Over-counting quotes
Numbers can help, but headcounts aren’t the point of a thematic review. Use counts sparingly to signal spread, then lean on depth and explanation.
Weak linkage between data and claims
If a theme reads like commentary, add quotes or richer excerpts. Show the reader how you got there. Where a claim rests on thin evidence, say so.
Method drift
Thematic synthesis has its own logic. Pick one approach and stick with it from coding through write-up, unless you planned a hybrid at protocol stage.
Present visuals that lift clarity
A tight theme map, a table of quotes per theme, and a short logic model can carry a lot of weight. Keep visuals readable in black and white, with labels that match text exactly. If you cluster themes, explain the links in a sentence before the figure so no one gets lost.
Teamwork tips that save hours
Decide early who leads search design, who manages screening, and who owns the codebook. Set short calibration checkpoints: screen the first 200 records together, co-code two or three papers, and compare decisions. Small syncs up-front beat long disputes later.
Reporting must-haves
Use a structure that readers recognise: background and question; methods (protocol, search, screening, extraction, appraisal, synthesis); results (study flow, study table, quality table, themes with quotes); and a short section on implications. Keep language plain and direct, and tie every claim to a traceable data extract or table.
Ethics and reflexivity
Even though you’re synthesising published work, reflect on your stance, topic ties, and any constraints that might shape coding and interpretation. State how the team handled disagreements and how you kept participant voices central during synthesis.

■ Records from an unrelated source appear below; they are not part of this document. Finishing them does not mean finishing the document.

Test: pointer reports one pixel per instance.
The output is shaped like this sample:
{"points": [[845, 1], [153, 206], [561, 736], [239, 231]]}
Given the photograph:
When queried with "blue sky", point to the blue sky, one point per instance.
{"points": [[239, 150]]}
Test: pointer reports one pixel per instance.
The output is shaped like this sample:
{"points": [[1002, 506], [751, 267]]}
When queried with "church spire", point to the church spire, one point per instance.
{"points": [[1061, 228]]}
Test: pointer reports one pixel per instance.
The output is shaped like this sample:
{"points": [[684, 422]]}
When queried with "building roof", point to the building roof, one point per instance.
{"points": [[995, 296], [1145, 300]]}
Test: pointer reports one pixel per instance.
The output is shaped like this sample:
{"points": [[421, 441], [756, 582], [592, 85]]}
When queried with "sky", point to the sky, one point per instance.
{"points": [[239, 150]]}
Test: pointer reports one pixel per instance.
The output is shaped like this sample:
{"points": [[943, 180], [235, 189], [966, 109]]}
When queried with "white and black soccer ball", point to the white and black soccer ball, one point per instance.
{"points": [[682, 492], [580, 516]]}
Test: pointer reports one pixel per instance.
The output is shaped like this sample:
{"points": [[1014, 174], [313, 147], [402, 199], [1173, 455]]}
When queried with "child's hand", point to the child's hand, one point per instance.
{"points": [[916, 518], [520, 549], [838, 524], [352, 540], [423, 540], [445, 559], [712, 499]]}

Data management and reproducibility
Keep a clean chain of files: protocol, search logs, de-duplication notes, screening exports, extraction sheets, codebook versions, and appraisal forms. Store coded datasets and quote banks in a secure folder with a readme. Share what you can in a repository on acceptance, removing any copyrighted material that can’t be posted.

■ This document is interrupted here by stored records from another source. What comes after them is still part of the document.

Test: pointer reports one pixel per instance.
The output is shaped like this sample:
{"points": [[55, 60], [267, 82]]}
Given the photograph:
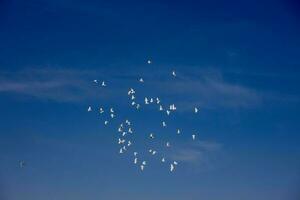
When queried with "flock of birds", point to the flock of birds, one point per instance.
{"points": [[125, 128]]}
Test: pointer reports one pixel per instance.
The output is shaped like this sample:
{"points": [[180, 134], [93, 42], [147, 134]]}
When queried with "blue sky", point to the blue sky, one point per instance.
{"points": [[238, 61]]}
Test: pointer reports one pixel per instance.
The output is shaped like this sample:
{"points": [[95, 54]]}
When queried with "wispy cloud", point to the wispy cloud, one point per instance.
{"points": [[206, 89]]}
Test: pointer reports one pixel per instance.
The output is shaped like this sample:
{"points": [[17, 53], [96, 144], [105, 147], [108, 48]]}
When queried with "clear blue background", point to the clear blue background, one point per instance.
{"points": [[239, 61]]}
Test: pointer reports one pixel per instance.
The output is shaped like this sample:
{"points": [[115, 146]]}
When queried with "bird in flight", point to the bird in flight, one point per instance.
{"points": [[126, 139]]}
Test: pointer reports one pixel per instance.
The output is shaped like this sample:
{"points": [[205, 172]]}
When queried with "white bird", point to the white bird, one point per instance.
{"points": [[171, 167], [172, 107], [157, 100], [129, 143], [160, 108], [131, 91], [173, 73], [101, 110], [121, 141], [22, 164], [137, 106], [89, 109]]}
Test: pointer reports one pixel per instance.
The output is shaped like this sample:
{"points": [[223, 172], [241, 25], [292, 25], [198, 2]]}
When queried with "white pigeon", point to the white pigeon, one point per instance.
{"points": [[157, 100], [22, 164], [194, 136], [89, 109], [151, 136], [137, 106], [160, 108], [171, 167], [101, 110], [173, 73], [172, 107], [129, 143], [168, 112], [196, 110]]}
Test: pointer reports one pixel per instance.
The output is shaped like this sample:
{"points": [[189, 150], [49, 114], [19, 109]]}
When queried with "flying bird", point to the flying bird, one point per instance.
{"points": [[89, 109], [174, 73], [194, 136]]}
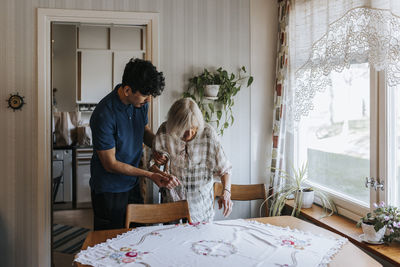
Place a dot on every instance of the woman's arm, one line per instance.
(225, 199)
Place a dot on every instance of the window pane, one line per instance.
(394, 164)
(335, 138)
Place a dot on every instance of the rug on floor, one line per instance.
(68, 239)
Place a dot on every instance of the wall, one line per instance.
(193, 34)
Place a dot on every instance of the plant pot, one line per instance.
(308, 199)
(211, 90)
(370, 234)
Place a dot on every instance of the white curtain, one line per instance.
(328, 35)
(325, 36)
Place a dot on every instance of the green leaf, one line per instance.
(207, 117)
(250, 81)
(211, 106)
(219, 114)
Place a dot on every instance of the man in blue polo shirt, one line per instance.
(119, 128)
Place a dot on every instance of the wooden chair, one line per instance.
(243, 192)
(157, 213)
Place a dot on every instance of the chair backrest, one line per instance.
(157, 213)
(243, 192)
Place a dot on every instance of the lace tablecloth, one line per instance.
(220, 243)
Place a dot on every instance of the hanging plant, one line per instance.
(217, 108)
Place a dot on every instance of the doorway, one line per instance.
(58, 189)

Final checks before submission
- Does the title reflect the question and method?
- Is the question tight enough to yield themes rather than loose lists?
- Have you logged searches, dates, and counts for each source?
- Can a reader follow selection from hit counts to the included set?
- Does the appraisal table match what you later say about confidence?
- Does each theme include a name, a definition, a short explanation, and quotes?
- Are disconfirming cases shown and used to sharpen claims?
- Do tables and figures use the same labels as the text?
- Do cross-refs to the PRISMA 2020 checklist appear in the right places?
- Have you stated data sharing and any limits?